The first part of this work focuses directly on the main security problem, describing a new approach, based on simulating tools, to analyze and verify harbours protection levels. Traditionally based on trial-and-error methodologies, building an underwater anti-intrusion system is a complex operation, starting from choosing the right sensors to be placed in the specific scenario to configuration deployments into the water. Using a simulating tool can be an efficient way to get better information on the anti-intrusion behaviour before dipping any sensor into the water and then with a very limited influence on the normal port activities. More specifically this could even be the only solution for civilian ports protection. The simulator tool is based on a GIS architecture, acoustic and magnetic sensor models and an event driven simulator to simulate the sensors performance in their relation with the specific sea environment and intruder classes (diver, ships, etc), providing operational and ready-for-action data in order to build or modify an anti-intrusion system.

The second part describes four low-cost monitoring systems for marine areas and the major problems connected with the underwater localization. All the systems, based on passive acoustic hydrophones, can be used to protect and monitor non-critical zones such as fishing farming installations, archaeological sites or protected marine areas, and in general in situation in which access may be always or temporary forbidden to unauthorized personnel.
The first system shown is based on only one hydrophone, using a very simple acoustic propagation model, to track and localize the threat. Two and three hydrophones systems are then described making the installation more complex and expensive but effectively increasing the localization performance and reliability.
Finally, the discussion goes further using an autonomous underwater vehicle with very limited computational and signal acquisition capabilities to localize a fixed underwater source of sound. In this part the problem is not in the localization itself, for the vehicle can carry up to four hydrophones, a number that is sufficient to localize exactly a sound source in a three dimensional scenario, while the challenge is in the very limited vehicle acquisition resources which make useless all the traditional localization algorithms based on reliable signal delays among the hydrophones.

Besides, while the security problem has to be investigated directly, underlining systems performance with respect to specific threats, on the other side, it involves even several side tasks that have to be accomplished to make the general one completed. Protecting marine areas means having the best knowledge of the areas we are interested in, and then providing a large amount of data both from historical databases and from new experiments in order to get up-to-date geographic and environmental information.
The third part of the thesis is in fact related to a very important but side field in the whole security aspect and it concerns with marine areas exploration through a platoon of autonomous underwater vehicles (AUVs) performing point-wise measurements or observations.
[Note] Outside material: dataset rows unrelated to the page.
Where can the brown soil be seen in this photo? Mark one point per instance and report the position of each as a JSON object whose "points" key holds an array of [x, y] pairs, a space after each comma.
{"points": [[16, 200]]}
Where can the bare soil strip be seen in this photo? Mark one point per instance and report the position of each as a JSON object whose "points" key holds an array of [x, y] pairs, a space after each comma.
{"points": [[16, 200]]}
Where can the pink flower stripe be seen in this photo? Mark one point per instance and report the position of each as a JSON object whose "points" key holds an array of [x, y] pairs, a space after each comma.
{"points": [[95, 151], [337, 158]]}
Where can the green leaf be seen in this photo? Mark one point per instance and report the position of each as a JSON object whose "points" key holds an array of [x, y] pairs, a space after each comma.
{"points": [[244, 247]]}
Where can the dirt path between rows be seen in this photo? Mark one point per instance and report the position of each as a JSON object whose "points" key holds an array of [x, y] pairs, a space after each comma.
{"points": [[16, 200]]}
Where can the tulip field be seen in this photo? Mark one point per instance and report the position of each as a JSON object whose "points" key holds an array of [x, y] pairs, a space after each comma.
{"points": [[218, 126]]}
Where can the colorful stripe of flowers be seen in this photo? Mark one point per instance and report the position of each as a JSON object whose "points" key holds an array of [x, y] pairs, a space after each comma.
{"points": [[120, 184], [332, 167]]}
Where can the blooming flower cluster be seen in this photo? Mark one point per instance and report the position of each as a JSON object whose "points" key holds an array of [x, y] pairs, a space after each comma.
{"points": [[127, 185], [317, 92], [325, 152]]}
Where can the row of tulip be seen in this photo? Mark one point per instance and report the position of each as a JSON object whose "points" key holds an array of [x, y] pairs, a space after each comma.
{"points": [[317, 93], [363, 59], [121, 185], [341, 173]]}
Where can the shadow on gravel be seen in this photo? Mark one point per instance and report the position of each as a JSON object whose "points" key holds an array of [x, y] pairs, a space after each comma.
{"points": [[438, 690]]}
The proposed algorithms, based on a fuzzy like approach or on the use of radial basis functions (RBFs), allow to adapt vehicles exploration to the specific conditions the agents are into, without any need of an a-priori knowledge of the mission area, incrementally controlling the approximation error of the overall environmental quantity as the mission goes on and new scattered data are provided. The algorithms can be applied to more general cases in which point-wise measurements are required and mobile sensors networks are used, even though, in this thesis, they are especially aimed to environmental monitoring and exploration of oceanic regions.